I’m sure you have a broader–and relevant–point to make with this information, but for the life of me I cannot see it. I blame lack of coffee, but would you kindly elucidate for the brainwashed liberal scum in the gallery? How is it “possibly related?”
Which is why they are using other novels without the racial slurs to teach the same things. From your link:
So they are making a local choice to use appropriate teaching materials, as opposed to ignoring the subject. The subjects are still being discussed, and presented through a variety of lenses. It’s just the source materials that are being changed.
I haven’t read the whole thread carefully, but I’d like to point out to MAnda Jo
1.Wow…you sound like a great teacher.
2. what you are teaching is not “issues of race,gender and class” (in the way that Social Justice Warriors define it)

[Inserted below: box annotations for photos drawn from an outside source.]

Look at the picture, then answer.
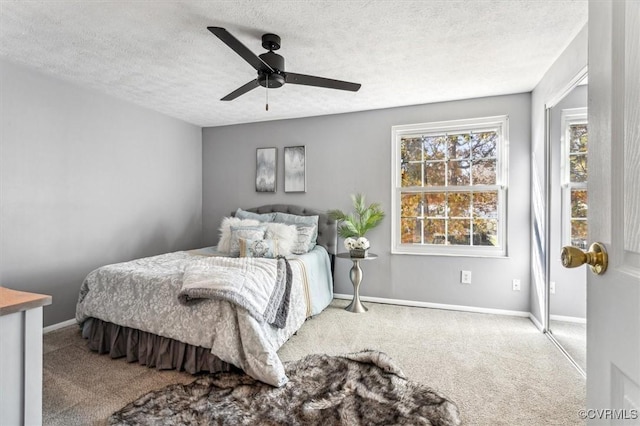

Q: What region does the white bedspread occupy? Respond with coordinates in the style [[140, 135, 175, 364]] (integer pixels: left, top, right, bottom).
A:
[[76, 252, 310, 386]]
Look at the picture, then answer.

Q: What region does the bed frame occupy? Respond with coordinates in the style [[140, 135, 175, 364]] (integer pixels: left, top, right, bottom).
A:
[[232, 204, 338, 274], [82, 204, 338, 374]]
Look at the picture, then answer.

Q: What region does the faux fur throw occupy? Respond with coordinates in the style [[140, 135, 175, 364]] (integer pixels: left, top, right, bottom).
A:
[[178, 257, 292, 328], [109, 351, 460, 426]]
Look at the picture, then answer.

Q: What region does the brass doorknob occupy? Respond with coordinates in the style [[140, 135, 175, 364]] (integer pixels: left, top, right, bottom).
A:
[[560, 243, 609, 275]]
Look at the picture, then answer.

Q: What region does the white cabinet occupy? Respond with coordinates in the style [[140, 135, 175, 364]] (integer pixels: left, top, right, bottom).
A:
[[0, 287, 51, 426]]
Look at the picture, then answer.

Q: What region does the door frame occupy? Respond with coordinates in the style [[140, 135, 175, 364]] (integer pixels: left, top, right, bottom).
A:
[[542, 65, 588, 378]]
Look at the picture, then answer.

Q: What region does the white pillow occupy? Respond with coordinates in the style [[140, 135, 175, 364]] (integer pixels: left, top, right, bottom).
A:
[[264, 222, 298, 256], [229, 225, 267, 257], [291, 225, 318, 254], [218, 217, 260, 254]]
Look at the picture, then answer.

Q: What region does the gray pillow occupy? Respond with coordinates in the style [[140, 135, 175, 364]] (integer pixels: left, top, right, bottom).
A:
[[235, 208, 276, 222], [273, 212, 319, 254], [229, 225, 267, 257], [291, 226, 318, 254]]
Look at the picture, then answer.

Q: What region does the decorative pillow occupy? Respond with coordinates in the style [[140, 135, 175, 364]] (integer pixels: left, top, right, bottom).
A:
[[240, 238, 278, 259], [236, 208, 276, 222], [218, 217, 260, 254], [273, 212, 319, 253], [291, 226, 318, 254], [264, 223, 298, 256], [229, 225, 267, 256]]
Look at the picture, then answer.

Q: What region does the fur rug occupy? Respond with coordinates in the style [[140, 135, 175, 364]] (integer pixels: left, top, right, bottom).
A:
[[109, 351, 460, 426]]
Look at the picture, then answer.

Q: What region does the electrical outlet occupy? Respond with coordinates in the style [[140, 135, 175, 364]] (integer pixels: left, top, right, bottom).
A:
[[513, 278, 520, 291]]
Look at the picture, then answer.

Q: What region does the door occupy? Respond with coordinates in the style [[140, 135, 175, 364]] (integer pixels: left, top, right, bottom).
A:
[[587, 0, 640, 425]]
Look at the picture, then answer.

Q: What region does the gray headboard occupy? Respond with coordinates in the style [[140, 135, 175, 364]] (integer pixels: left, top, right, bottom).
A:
[[244, 204, 338, 255]]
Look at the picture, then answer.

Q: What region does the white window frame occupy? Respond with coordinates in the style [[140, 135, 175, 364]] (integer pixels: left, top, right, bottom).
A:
[[391, 115, 509, 257], [560, 108, 589, 251]]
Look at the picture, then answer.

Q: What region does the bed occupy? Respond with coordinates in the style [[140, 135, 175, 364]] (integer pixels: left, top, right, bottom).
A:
[[76, 204, 337, 386]]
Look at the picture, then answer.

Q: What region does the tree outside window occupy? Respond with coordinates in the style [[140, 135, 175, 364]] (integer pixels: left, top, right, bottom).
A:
[[393, 117, 507, 255]]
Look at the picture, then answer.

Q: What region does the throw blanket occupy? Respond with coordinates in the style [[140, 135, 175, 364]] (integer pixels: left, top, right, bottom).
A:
[[178, 257, 292, 328]]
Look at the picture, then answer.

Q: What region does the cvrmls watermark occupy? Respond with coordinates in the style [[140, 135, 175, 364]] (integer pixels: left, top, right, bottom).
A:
[[578, 408, 640, 420]]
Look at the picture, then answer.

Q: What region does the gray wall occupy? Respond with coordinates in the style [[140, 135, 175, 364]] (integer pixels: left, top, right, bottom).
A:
[[0, 61, 202, 325], [203, 94, 531, 312], [531, 25, 588, 324], [549, 85, 587, 318]]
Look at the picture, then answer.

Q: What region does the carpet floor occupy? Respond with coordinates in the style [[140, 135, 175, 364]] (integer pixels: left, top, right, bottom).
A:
[[549, 320, 587, 371], [43, 300, 586, 426]]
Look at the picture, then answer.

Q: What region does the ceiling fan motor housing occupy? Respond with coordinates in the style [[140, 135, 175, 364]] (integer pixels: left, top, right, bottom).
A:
[[258, 51, 285, 89]]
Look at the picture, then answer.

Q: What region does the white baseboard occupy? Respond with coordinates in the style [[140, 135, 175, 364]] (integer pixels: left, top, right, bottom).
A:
[[333, 293, 531, 318], [549, 315, 587, 324], [42, 318, 76, 334], [529, 313, 544, 333]]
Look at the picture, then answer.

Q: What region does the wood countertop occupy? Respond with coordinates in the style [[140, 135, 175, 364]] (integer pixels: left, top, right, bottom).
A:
[[0, 287, 51, 316]]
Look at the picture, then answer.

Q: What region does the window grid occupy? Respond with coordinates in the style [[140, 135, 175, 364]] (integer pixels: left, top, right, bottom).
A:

What you are teaching is how to think critically, and how to compare the changes that societies go through.
What I, and Shodan,disapprove of is teaching “race, gender, and class” the way it is too often presented by lefties: as a study of victimhood and oppression.
Here’s an example: a required course at Depaul University in Chicago: all 15,000 students are required to take a course called"Seminar on Multiculturalism in the US"-the purpose of which is to study " the historical roots of inequality and the lasting effects of oppression."
It all about the oppression.
What you teach in your class on Huck Finn is all about critical thinking and understanding social changes.Not victimhood and automatically blaming the white man for everything.
Keep up the good work!
Oh, noes. White guys have to learn about how white guys oppressed people.
Uh, how about taking an adults approach about this by sucking it up, learning your lesson, and dealing with it? Can’t you just do that, instead of whining about it on the internet?
Bolding mine. I went and dug (by which I mean it took exactly one more google search) for examples of the seminar topics and found this page:
Well over a hundred topics have been offered, including ones like “Multiethnic Comedy” and “Immigration, Entrepreneurship and Innovation in the American Economy.”
But I guess it’s a lot easier to do a pull quote and call it “automatically blaming the white man for everything.”
Manda wrote a really thoughtful post, and this is all you got? A whatabout? C’mon, Shodan… I know there’s a decent and thoughtful poster in there. I’ve seen him before. Why not put some effort into some real engagement? Some coming together as people and as Americans? Why not honor Manda’s post put putting some fraction of the effort she did into a response?
I’m gonna cut out the snark in this thread, and I’d encourage you to do so. This really isn’t about teaching kids to be marxists. Let’s try and talk about this like reasonable, adult, and decent Americans, not bitter snarkmonsters.
So if I teach Huck Finn and talk about racism and class bigotry and gendered assumptions, you’re going to call my principal and accuse me of indoctrinating you kid, but if I don’t teach the book, I’m also a liberal wuss who is sanitizing history and is afraid to talk about real issues?